Created on 03-31-2016 04:07 AM - edited 09-16-2022 03:11 AM
Hi,
Trying to call Hive commands inside shell scripts using oozie shell action, Shell script execute standalone but with oozie shell actionit fails to connect to hive metastore.
We are using CDH 5.4.8
Workflow.xml
<global> <job-tracker>${jobTracker}</job-tracker> <name-node>${nameNode}</name-node> <configuration> <property> <name>mapreduce.job.queue.name</name> <value>${queueName}</value> </property> </configuration> </global> <credentials> <credential name='hcat-creds' type='hcat'> <property> <name>hcat.metastore.uri</name> <value>thrift://hostname.net:9083</value> </property> <property> <name>hcat.metastore.principal</name> <value>hive/_HOST@myhostname.com</value> </property> </credential> </credentials> <start to="file-compaction-processing" /> <action name="file-compaction-processing" cred='hcat-creds'> <shell xmlns="uri:oozie:shell-action:0.3"> <job-tracker>${jobTracker}</job-tracker> <name-node>${nameNode}</name-node> <job-xml>${HiveOozieSiteXML}</job-xml> <exec>${wfPath}/hive_compaction.sh</exec> <env-var>HADOOP_USER_NAME=${wf:user()}</env-var> <file>${wfPath}/hive_compaction.sh#${wfPath}/hive_compaction.sh</file> <file>${HiveOozieSiteXML}#${HiveOozieSiteXML}</file> <capture-output /> </shell> <ok to="decision-file-compacted" /> <error to="fail" /> </action>
hive_compaction.sh
hive -e "show databases"
But oozie always fails with the below error when we use Hive cli ,
Caused by: javax.jdo.JDOFatalDataStoreException: Unable to open a test connection to the given database. JDBC url = jdbc:derby:;databaseName=/var/lib/hive/metastore/metastore_db;create=true, username = MyUser. Terminating connection pool (set lazyInit to true if you expect to start your database after your app). Original Exception: java.sql.SQLException: Failed to create database '/var/lib/hive/metastore/metastore_db'
When we use the beeline we are getting the kerberos auth problem, Can anyone please guide whether the approach of accessing hive through shell action works or not.

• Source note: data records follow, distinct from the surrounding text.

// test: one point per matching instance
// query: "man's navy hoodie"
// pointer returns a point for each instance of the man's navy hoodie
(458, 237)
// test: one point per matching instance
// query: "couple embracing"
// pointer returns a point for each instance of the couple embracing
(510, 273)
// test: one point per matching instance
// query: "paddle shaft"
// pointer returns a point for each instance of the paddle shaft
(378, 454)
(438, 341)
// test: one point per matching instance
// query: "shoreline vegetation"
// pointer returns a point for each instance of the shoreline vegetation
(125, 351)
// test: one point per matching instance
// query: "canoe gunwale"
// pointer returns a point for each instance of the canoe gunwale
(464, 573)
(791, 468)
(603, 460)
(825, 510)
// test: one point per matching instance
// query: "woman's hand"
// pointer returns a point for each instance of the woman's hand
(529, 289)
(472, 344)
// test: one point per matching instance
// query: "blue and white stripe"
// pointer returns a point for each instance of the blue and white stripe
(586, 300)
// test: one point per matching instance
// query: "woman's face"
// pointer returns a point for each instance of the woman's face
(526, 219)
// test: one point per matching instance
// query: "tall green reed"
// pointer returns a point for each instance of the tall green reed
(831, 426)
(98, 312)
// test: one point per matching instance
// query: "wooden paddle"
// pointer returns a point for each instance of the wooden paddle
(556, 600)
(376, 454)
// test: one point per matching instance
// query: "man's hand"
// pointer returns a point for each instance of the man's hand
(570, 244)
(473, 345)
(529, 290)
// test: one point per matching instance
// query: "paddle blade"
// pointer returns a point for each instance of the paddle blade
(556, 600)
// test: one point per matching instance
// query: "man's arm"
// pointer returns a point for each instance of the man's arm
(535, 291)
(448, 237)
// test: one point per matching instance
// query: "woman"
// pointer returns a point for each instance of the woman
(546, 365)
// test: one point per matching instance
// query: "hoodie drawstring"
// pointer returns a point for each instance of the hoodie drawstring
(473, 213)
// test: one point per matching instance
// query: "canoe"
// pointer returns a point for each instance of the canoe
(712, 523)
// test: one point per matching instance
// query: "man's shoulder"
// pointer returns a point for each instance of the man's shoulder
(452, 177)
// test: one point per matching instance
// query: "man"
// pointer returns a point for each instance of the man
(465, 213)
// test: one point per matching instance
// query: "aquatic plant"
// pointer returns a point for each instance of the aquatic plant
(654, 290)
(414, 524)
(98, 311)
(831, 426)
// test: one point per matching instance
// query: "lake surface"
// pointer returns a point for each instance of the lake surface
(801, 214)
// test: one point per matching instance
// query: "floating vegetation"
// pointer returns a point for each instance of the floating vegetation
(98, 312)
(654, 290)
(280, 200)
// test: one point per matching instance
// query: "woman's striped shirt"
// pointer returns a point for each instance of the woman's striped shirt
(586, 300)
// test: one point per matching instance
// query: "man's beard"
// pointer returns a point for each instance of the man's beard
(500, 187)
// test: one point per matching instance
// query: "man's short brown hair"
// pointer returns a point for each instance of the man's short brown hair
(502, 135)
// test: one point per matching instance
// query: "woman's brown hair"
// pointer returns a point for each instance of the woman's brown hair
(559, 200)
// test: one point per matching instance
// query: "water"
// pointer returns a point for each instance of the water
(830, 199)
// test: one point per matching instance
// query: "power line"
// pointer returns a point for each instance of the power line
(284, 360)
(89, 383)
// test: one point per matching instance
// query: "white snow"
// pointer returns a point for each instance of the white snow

Created 04-08-2016 08:34 AM
Thanks for the response , I have passed the keytb file in shell action section of workflow that solved the issue.
Workflow.xml <file>${keytabaccount}#${keytabaccount}</file>
In script :
kinit ${keytabaccount}@xxx.xxx.com-k -t ${keytabaccount}.keytab
The above approach resolved the problem, Where i can access hive tables in shell script through hive2 beeline.
Thanks
Created 03-31-2016 02:49 PM
It took me a few moments, but it looks like you are doing something that I also ran into problems with initially, which is to execute a hive command through a shell action. I never found a resolve for this and thought that pursuing that course was going a bit against the purpose of the actions themselves (shell versus hive). I think eventually you could perform some hacks to get it working, it may not be a preferred path.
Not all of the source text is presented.